Ship battles use early texture-mapped 3D models that look quite decent, but due to the limited horsepower of computers at the time, the space combat view is relegated to one small corner with ship’s systems and controls taking up the bulk of the screen’s real estate. Fights are conducted at long range so vessels tend to appear very small unless the Enterprise or her opponent are destroyed, which then gets a brief, close range “death cam” view. Phasers and photon torpedoes are simply represented as either 3D lines or round, glowing stars respectively.
Audio is also done quite well. A major coup was achieved when the developers got all seven principle actors from The Next Generation to voice their characters in the game, as well as Majel Barrett providing the voice of the computer just like in the series. All of the screen actors do a fine job of moving into the realm of voice-overs, and an excellent voice cast for new characters is introduced as well, with Garidian Commander Pentara and Chodak Commander Brodnak being stand-outs.
A great deal of ambient sound is used throughout the missions and matches the locations extremely well. The nature preserve features several different biotopes, so rain, wind, and various animal sounds abound. Deserted archeological sites have echoing reverberations that convey the proper sense of scale of their large spaces. In contrast to the planet missions, sound in space battles is very scarce, limited essentially to the firing of weapons and ships getting hit. Curiously, very little music is employed throughout the game except for the cinematics, including the series’ theme song during the game’s intro. Ship battles have no accompaniment and even away missions have only occasional short musical stings.
Star Trek: The Next Generation – A Final Unity will appeal most to fans of the show. With the full voice cast and with a wide variety of missions available, this is an adventure that remains very faithful to its source material.

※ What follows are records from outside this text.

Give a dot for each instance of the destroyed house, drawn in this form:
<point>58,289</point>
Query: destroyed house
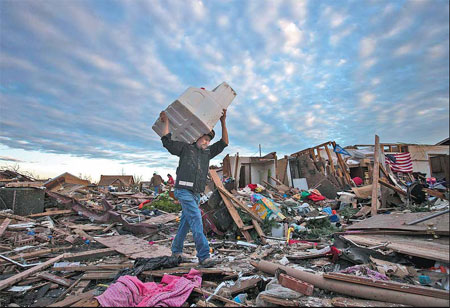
<point>120,182</point>
<point>65,178</point>
<point>430,160</point>
<point>250,170</point>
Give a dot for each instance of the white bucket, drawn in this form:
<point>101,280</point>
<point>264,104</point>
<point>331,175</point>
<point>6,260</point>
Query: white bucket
<point>196,112</point>
<point>278,231</point>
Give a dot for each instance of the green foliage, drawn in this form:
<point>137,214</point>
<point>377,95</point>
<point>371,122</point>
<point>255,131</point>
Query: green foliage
<point>320,228</point>
<point>348,212</point>
<point>164,203</point>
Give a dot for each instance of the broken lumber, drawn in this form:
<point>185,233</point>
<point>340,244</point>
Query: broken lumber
<point>73,299</point>
<point>353,302</point>
<point>234,214</point>
<point>51,213</point>
<point>390,285</point>
<point>279,301</point>
<point>218,297</point>
<point>375,177</point>
<point>56,279</point>
<point>296,284</point>
<point>18,277</point>
<point>16,217</point>
<point>89,254</point>
<point>348,288</point>
<point>4,225</point>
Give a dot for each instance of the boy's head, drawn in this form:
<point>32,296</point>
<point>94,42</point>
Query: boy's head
<point>203,141</point>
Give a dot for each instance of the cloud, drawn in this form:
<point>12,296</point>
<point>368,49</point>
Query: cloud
<point>367,47</point>
<point>12,159</point>
<point>304,72</point>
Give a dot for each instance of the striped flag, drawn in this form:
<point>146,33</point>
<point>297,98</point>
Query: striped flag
<point>400,162</point>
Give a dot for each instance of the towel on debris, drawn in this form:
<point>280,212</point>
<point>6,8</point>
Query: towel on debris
<point>129,291</point>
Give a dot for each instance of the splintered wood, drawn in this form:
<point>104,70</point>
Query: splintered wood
<point>134,247</point>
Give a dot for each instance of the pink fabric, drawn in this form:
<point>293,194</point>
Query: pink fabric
<point>129,291</point>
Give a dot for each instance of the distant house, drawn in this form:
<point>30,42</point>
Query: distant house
<point>65,178</point>
<point>250,170</point>
<point>120,182</point>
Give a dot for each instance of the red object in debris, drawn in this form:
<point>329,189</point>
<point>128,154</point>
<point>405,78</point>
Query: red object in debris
<point>252,186</point>
<point>142,204</point>
<point>296,284</point>
<point>315,197</point>
<point>357,180</point>
<point>300,241</point>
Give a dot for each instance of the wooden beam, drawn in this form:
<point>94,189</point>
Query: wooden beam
<point>90,253</point>
<point>18,277</point>
<point>73,299</point>
<point>4,225</point>
<point>390,285</point>
<point>330,160</point>
<point>233,212</point>
<point>50,213</point>
<point>240,205</point>
<point>343,167</point>
<point>218,297</point>
<point>259,231</point>
<point>375,177</point>
<point>395,188</point>
<point>56,279</point>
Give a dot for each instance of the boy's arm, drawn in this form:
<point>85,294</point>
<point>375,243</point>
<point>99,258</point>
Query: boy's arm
<point>218,147</point>
<point>174,147</point>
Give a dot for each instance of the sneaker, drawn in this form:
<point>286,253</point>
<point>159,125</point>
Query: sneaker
<point>208,262</point>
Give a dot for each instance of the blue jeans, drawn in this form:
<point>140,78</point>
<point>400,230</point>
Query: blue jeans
<point>191,218</point>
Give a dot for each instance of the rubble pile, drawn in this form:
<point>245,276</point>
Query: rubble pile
<point>319,230</point>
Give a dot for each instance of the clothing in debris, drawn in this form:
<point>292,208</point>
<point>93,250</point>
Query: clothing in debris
<point>194,162</point>
<point>150,264</point>
<point>129,291</point>
<point>170,181</point>
<point>156,182</point>
<point>191,218</point>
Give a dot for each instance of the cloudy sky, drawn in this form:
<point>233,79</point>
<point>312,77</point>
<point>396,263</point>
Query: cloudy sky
<point>82,82</point>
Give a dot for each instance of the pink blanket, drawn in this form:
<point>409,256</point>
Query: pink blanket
<point>129,291</point>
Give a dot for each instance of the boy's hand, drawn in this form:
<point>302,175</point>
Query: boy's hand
<point>224,116</point>
<point>163,117</point>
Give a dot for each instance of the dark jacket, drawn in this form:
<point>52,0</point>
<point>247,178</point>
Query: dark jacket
<point>194,162</point>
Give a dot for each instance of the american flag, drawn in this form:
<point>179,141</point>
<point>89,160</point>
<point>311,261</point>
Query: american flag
<point>400,162</point>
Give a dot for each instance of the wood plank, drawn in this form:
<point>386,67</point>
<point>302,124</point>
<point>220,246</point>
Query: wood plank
<point>279,301</point>
<point>259,231</point>
<point>16,217</point>
<point>218,297</point>
<point>239,203</point>
<point>18,277</point>
<point>99,275</point>
<point>390,285</point>
<point>375,177</point>
<point>134,247</point>
<point>73,299</point>
<point>4,225</point>
<point>51,213</point>
<point>89,254</point>
<point>353,302</point>
<point>435,193</point>
<point>330,159</point>
<point>343,167</point>
<point>234,214</point>
<point>87,268</point>
<point>406,245</point>
<point>56,279</point>
<point>394,188</point>
<point>244,285</point>
<point>398,221</point>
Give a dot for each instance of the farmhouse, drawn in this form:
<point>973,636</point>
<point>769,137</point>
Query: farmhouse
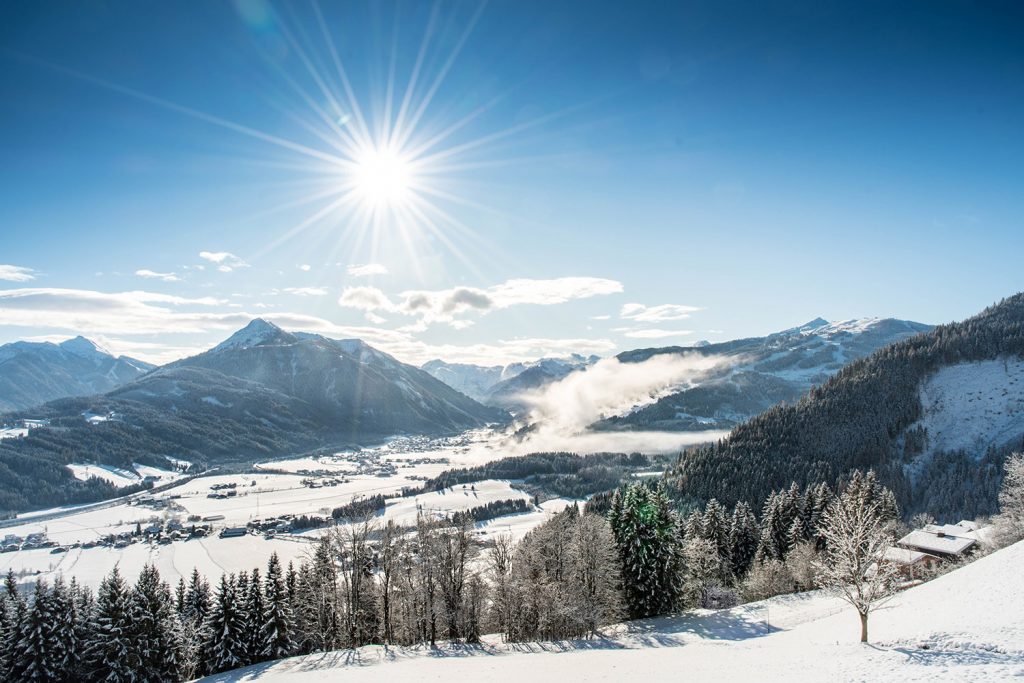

And yet while familiarity with the series is certainly beneficial, there is also a decent point-and-click game here for fans of science fiction adventures in general. It’s unfortunate that most of the poor design choices appear early on, but if you can slog through the prologue and first two missions, the bulk of the gameplay experience afterwards is much more rewarding. A quarter century after its release, this game still holds up as a fine entry in the Star Trek universe and a largely fun adventure in its own right. To paraphrase Captain Picard himself: Let history never forget the game…A Final Unity.
Although it takes a while to start firing on all thrusters, when it does, A Final Unity transcends being just a Star Trek game while still solidly representing the Next Generation TV show on which it’s based.